Arrestata e rilasciata la giornalista russa Ovsyannikova
Nelle ultime ore è stata nuovamente arrestata, per essere rilasciata dopo poco, la giornalista russa Marina Ovsyannikova, nota per essere entrata a marzo nello studio televisivo durante il tg con un cartello di denuncia della guerra lanciata contro l’Ucraina dal presidente russo Putin. Recentemente era tornata a criticare pubblicamente l’intervento della Russia in Ucraina e il presidente Putin.
Grušas (Ccee): porte e cuore aperti ai rifugiati
Intanto non accenna a fermarsi il flusso di rifugiati ucraini. Secondo Radio Poland dall’inizio della guerra la Polonia ne ha accolti quasi 5 milioni. Anche la Lituania è impegnata nell’accoglienza umanitaria. Lo conferma al microfono di Mariusz Krawiec, monsignor Gintaras Grušas, arcivescovo di Vilnius e Presidente del CCEE, il Consiglio delle Conferenze Episcopali Europee:
Come la Chiesa lituana valuta la situazione in Ucraina?
I lituani hanno uno sguardo molto vicino all’Ucraina: siamo sopravvissuti al comunismo. I metodi che vediamo oggi in Ucraina durante la guerra sono molto simili a quelli che sono stati usati alla fine della seconda guerra mondiale: ad esempio la deportazione di tanta gente. Mi ha stupito il numero di ucraini che risulta siano stati deportati in Russia. I lituani sentono questa cosa come molto vicina a loro. Sono lezioni di storia che dobbiamo ricordare e condividere. È importante la preghiera, la conoscenza e la vicinanza con quanti soffrono, ma occorre ricordare anche i tanti rifugiati. La Polonia ne ha accolto un grandissimo numero che poi giungono anche in Lituania. E così anche la Chiesa e il popolo lituano hanno aperto il loro cuore e le loro case per aiutarli. Questa è una cosa molto bella: è un invito a vivere più chiaramente la nostra vita cristiana. La Chiesa in tutta Europa ha aperto il cuore a questa realtà.

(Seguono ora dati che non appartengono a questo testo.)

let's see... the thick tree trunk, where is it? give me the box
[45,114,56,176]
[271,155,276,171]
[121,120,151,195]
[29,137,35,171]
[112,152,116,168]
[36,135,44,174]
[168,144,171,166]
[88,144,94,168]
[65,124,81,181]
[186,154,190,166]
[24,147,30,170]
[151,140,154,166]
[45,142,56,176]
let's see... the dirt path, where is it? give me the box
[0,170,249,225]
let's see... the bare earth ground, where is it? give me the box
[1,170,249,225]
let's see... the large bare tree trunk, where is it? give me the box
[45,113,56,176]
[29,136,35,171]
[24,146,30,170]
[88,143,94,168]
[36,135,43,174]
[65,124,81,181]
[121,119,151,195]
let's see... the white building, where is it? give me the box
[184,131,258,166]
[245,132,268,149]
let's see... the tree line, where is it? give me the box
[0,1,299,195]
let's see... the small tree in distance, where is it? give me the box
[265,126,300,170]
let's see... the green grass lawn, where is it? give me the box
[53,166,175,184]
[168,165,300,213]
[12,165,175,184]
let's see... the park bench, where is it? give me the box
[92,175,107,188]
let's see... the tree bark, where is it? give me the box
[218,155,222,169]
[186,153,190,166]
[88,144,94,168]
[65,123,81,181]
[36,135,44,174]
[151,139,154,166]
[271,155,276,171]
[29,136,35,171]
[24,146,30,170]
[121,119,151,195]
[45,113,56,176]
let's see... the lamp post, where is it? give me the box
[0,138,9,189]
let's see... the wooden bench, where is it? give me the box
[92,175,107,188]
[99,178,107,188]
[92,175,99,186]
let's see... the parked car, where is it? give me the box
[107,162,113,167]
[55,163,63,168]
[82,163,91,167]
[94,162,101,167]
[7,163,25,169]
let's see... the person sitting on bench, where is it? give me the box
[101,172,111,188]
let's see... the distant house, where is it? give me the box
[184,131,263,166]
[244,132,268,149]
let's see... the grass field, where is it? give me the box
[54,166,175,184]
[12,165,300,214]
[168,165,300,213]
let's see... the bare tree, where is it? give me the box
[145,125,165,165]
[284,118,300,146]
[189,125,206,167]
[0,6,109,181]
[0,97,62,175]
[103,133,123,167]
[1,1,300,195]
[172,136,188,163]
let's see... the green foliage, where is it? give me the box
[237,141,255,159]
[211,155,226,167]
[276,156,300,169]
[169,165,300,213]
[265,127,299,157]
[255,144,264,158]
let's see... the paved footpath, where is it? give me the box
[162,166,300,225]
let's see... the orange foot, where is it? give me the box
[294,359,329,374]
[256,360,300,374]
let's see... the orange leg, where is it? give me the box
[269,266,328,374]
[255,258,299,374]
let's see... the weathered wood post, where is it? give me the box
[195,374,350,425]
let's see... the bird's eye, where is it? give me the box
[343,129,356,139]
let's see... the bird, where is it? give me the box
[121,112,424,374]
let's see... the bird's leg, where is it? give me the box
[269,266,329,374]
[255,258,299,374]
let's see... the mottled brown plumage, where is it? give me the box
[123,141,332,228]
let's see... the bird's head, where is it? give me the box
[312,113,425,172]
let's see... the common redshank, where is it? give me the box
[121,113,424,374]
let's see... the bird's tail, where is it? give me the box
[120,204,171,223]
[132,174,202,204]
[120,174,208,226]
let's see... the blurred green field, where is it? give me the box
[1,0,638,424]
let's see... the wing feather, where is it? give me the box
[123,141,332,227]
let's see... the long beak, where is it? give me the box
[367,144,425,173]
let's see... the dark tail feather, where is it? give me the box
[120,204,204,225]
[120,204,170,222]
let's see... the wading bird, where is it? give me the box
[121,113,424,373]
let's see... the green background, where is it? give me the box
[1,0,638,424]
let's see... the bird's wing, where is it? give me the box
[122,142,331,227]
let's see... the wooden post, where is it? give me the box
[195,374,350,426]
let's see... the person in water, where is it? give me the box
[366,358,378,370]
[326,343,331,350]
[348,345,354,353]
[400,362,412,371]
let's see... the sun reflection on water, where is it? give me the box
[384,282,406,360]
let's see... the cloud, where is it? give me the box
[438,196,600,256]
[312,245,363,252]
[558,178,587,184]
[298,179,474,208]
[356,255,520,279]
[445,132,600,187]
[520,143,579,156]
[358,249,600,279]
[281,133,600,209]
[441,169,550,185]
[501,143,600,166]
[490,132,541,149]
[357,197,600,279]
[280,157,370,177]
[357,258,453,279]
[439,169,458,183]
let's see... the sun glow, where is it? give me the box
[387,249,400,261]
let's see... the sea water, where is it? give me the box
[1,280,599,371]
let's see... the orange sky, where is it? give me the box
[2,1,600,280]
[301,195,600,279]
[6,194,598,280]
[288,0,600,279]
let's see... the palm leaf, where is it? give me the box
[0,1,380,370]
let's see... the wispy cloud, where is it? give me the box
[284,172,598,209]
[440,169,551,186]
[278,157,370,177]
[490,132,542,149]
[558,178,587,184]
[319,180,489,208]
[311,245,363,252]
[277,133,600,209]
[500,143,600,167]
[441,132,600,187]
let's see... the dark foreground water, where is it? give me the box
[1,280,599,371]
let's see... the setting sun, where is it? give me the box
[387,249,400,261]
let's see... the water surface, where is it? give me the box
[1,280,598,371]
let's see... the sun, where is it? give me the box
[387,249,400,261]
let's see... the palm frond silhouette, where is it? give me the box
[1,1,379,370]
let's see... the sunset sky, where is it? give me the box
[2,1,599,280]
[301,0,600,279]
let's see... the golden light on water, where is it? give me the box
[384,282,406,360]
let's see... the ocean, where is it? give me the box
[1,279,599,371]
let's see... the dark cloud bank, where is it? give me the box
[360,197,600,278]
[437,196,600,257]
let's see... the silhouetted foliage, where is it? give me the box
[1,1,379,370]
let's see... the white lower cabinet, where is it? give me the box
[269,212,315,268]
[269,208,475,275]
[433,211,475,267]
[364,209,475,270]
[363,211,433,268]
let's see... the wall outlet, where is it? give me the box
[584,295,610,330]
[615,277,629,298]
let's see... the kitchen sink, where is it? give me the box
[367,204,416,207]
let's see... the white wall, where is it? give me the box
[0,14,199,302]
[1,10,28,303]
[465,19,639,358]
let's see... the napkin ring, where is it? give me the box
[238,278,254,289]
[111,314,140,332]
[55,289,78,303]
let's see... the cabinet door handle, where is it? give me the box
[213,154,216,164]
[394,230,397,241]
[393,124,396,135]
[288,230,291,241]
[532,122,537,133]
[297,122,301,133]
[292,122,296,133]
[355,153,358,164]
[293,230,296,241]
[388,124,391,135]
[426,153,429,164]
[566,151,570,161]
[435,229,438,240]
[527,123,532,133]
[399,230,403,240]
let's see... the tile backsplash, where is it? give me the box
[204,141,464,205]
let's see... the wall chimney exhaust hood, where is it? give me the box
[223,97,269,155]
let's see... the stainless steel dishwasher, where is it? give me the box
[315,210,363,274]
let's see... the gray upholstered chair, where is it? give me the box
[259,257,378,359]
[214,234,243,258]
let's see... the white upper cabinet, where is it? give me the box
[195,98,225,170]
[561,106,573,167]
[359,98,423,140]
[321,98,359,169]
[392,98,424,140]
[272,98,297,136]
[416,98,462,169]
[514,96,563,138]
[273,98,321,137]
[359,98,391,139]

Il CCEE partecipa ad un gruppo che studia e risponde alla sfida rappresentata dai rifugiati: noi cerchiamo di organizzare e provvedere alla loro cura pastorale. Ci sono sacerdoti che si sono resi disponibili a portare i sacramenti e a celebrare per quanti sono lontani dalle loro comunità, non soltanto cattolici. Ci sono anche tanti ortodossi che hanno bisogno di cura pastorale che rappresenta anche un aiuto per la guarigione interiore da un’esperienza tanto dura.